Exhibit 99.1
Global Star Acquisition Inc. Announces Stockholder Approval of Extension of Deadline to Complete Business Combination
MCLEAN,VA, August 28, 2023 — On August 28, 2023, Global Star Acquisition Inc. (the “Company” or “Global Star”) (Nasdaq: GLST;GLSTU; GLSTW), a special purpose acquisition company, announced that its stockholders have approved an extension of the date by which the Company must consummate a business combination from September 22, 2023 to June 22, 2024 (or such earlier date as determined by the Company’s board of directors) (the “Extension”) at the special meeting of stockholders held on August 22, 2023 (the “Special Meeting”). The Extension provides the Company with additional time to complete the previously announced proposed business combination (the “Transaction”) with K Enter Holdings Inc. (“K Enter”), a Delaware corporation.
The Company will deposit an amount equal to $125,000 (the “Extension Payment”) into the Company’s trust account for its public stockholders (the “Trust Account”), which enables the Company to further extend the period of time it has to consummate its initial business combination by one month from September 22, 2023, to October 22, 2023. This extension is the first of up to nine monthly extensions permitted under the First Amendment to the Company’s Amended and Restated Certificate of Incorporation (the “Charter Amendment”) approved by our stockholders at the Special Meeting.
Stockholders holding 4,052,066 shares of common stock of Global Star exercised their right to redeem their shares for a pro rata portion of the funds in the Trust Account. As a result, approximately $42,753,728.11 (approximately $10.55 per share) will be removed from the Trust Account to pay such holders. Following the redemption, the Company’s remaining shares of Class A common stock outstanding were 5,147,934. The Company will deposit into the Trust Account $125,000 for the initial extension period (commencing September 22, 2023 and ending October 22, 2023).

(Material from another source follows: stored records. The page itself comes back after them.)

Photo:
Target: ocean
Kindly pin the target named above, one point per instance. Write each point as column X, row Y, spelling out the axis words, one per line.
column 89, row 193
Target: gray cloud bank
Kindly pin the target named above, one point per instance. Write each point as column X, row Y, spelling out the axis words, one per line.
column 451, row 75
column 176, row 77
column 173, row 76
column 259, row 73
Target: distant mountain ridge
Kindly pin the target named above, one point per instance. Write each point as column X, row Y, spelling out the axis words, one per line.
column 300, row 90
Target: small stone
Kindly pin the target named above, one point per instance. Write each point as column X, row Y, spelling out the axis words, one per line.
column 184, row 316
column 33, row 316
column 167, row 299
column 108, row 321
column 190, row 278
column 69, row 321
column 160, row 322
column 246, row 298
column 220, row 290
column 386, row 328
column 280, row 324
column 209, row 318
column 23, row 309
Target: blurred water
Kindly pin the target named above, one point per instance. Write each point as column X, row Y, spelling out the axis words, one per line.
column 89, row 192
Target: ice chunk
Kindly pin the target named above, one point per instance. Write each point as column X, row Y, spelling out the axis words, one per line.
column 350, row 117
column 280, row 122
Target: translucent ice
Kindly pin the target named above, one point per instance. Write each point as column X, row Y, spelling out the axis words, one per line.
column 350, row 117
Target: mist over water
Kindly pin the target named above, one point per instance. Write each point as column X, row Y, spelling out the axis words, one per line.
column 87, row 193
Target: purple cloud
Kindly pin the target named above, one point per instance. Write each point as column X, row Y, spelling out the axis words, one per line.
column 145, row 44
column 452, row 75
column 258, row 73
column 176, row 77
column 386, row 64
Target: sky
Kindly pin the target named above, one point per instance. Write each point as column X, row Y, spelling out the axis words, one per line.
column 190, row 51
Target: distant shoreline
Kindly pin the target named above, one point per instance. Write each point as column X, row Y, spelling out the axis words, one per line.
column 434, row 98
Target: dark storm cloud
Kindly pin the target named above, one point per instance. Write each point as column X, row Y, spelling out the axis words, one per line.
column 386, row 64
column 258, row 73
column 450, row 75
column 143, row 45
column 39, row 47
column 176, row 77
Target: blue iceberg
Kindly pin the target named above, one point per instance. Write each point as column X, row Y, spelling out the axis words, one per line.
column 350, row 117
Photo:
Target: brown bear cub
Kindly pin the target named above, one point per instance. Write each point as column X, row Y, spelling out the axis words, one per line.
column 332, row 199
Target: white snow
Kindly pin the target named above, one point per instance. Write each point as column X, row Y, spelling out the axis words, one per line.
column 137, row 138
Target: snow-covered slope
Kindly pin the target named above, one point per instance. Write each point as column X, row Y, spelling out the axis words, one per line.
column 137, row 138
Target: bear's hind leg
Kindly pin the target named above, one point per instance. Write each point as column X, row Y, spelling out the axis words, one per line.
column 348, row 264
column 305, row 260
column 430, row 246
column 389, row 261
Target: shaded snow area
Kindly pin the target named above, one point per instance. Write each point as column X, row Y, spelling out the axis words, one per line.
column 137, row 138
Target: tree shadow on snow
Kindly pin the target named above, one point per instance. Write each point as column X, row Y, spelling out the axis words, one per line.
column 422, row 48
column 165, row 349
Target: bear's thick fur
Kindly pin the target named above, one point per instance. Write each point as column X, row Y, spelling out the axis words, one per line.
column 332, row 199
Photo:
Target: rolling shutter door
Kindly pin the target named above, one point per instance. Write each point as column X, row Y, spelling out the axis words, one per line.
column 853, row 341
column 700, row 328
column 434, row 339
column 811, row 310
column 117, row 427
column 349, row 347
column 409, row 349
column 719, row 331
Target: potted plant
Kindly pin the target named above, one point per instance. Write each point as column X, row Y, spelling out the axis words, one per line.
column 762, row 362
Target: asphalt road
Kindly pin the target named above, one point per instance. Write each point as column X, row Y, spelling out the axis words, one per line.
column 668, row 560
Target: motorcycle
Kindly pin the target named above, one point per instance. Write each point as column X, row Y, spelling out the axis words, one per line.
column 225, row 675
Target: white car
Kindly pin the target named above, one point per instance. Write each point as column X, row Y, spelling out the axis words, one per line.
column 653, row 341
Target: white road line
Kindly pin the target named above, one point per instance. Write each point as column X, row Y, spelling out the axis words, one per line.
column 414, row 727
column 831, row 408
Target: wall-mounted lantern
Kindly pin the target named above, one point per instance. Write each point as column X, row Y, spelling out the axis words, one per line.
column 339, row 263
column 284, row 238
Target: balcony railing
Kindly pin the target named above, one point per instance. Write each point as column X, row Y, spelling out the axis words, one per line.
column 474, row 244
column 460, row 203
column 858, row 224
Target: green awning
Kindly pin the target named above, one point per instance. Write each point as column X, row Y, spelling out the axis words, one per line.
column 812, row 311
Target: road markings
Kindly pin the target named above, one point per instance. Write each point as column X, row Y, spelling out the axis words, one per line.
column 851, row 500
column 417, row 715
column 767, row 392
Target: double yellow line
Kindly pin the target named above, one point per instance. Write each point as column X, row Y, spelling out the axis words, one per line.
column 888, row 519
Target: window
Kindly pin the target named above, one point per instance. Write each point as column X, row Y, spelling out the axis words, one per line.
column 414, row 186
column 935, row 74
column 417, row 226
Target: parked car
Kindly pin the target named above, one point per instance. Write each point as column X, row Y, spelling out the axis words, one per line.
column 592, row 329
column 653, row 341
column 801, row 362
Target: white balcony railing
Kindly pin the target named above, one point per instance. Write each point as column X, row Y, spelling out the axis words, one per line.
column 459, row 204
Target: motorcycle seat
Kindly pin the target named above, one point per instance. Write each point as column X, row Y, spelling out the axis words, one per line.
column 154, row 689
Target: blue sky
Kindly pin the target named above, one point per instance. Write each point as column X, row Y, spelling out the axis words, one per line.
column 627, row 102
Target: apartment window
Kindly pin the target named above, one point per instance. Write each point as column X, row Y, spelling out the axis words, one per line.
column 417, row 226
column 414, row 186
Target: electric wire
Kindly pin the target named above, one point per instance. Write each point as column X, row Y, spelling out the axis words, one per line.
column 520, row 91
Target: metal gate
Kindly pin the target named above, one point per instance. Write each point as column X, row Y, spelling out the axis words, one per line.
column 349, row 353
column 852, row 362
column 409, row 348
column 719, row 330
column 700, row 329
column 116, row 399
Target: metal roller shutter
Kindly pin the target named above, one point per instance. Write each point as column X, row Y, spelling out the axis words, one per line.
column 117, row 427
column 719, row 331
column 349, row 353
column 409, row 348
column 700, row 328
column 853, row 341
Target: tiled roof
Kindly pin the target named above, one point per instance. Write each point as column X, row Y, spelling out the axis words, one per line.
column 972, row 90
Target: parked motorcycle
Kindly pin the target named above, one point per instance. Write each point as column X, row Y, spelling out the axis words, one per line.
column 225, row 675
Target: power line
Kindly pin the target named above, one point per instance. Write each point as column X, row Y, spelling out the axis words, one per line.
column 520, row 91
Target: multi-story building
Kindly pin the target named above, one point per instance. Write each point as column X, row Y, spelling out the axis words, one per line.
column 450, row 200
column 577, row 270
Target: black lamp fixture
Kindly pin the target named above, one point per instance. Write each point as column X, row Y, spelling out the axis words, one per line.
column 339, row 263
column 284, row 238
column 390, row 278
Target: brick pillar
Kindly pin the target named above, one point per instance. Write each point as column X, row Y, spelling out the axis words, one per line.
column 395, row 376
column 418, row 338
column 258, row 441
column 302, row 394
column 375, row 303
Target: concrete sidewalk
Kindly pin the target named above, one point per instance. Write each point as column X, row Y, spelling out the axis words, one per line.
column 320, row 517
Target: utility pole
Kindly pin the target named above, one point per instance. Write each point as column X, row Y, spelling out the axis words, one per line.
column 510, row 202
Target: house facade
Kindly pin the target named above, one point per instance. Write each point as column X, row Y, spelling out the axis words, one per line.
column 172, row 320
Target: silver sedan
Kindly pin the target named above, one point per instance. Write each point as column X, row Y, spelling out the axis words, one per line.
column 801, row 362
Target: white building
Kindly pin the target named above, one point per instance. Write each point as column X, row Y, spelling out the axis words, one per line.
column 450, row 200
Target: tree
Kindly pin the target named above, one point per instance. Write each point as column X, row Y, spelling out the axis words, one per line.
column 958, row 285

The Company’s stockholders approved the Charter Amendment to eliminate from the Articles the limitation that the Company shall not redeem Public Shares to the extent that such redemption would cause the Company’s net tangible assets to be less than $5,000,001. The Company’s stockholders also approved the proposal to amend the Company’s Trust Agreement, allowing the Company to extend the business combination period from September 22, 2023 to June 22, 2024, by depositing into the Trust Account $125,000 for each such one-month extension commencing on September 22, 2023 until June 22, 2024, unless the closing of the business combination shall have occurred, and updating certain defined terms in the Trust Agreement.
About Global Star Acquisition Inc.
The Company (NASDAQ: GLSTU) is a blank check company formed for the purpose of effecting a merger, capital stock exchange, asset acquisition, stock purchase, reorganization or similar business combination with one or more businesses. The Company prioritized the Nordic region and Asia Pacific, especially Southeast Asia as its geographical focus. The Company is led by Anthony Ang, the Company’s Chairman and Chief Executive Officer, Nicholas Khoo, the Company’s Chief Operating Officer, and Shan Cui, the Company’s Chief Financial Officer.
About K Enter Holdings Inc.
K Enter Holdings Inc. is a recently formed holding company for the purpose of acquiring seven diversified entertainment operating companies based in Korea, engaged in the entertainment content and IP creation businesses (the “Seven Korean Entities”). K Enter has an internal K drama production team, and the Seven Korean Entities to be acquired by K Enter include Solaire Partners Ltd. (“Solaire Partners”), a Korean content-specialized private equity firm based in Seoul Korea that has invested in some of the highest-grossing films out of Korea, one K drama production company, three K movie production companies, one virtual production company, and one IP merchandising company. As a combined platform, we expect these companies to provide a significant amount of synergy.
Cautionary Statements Regarding Forward-Looking Statements
This press release is provided for informational purposes only and has been prepared to assist interested parties in making their own evaluation with respect to the Proposed Business Combination and for no other purpose. No representations or warranties, express or implied are given in, or in respect of, this press release. To the fullest extent permitted by law under no circumstances will the Company, K Enter, or any of the Seven Korean Entities, interest holders, affiliates, representatives, partners, directors, officers, employees, advisors or agents be responsible or liable for any direct, indirect or consequential loss or loss of profit arising from the use of this press release, its contents, its omissions, reliance on the information contained within it, or on opinions communicated in relation thereto or otherwise arising in connection therewith. Industry and market data used in this press release have been obtained from third-party industry publications and sources as well as from research reports prepared for other purposes.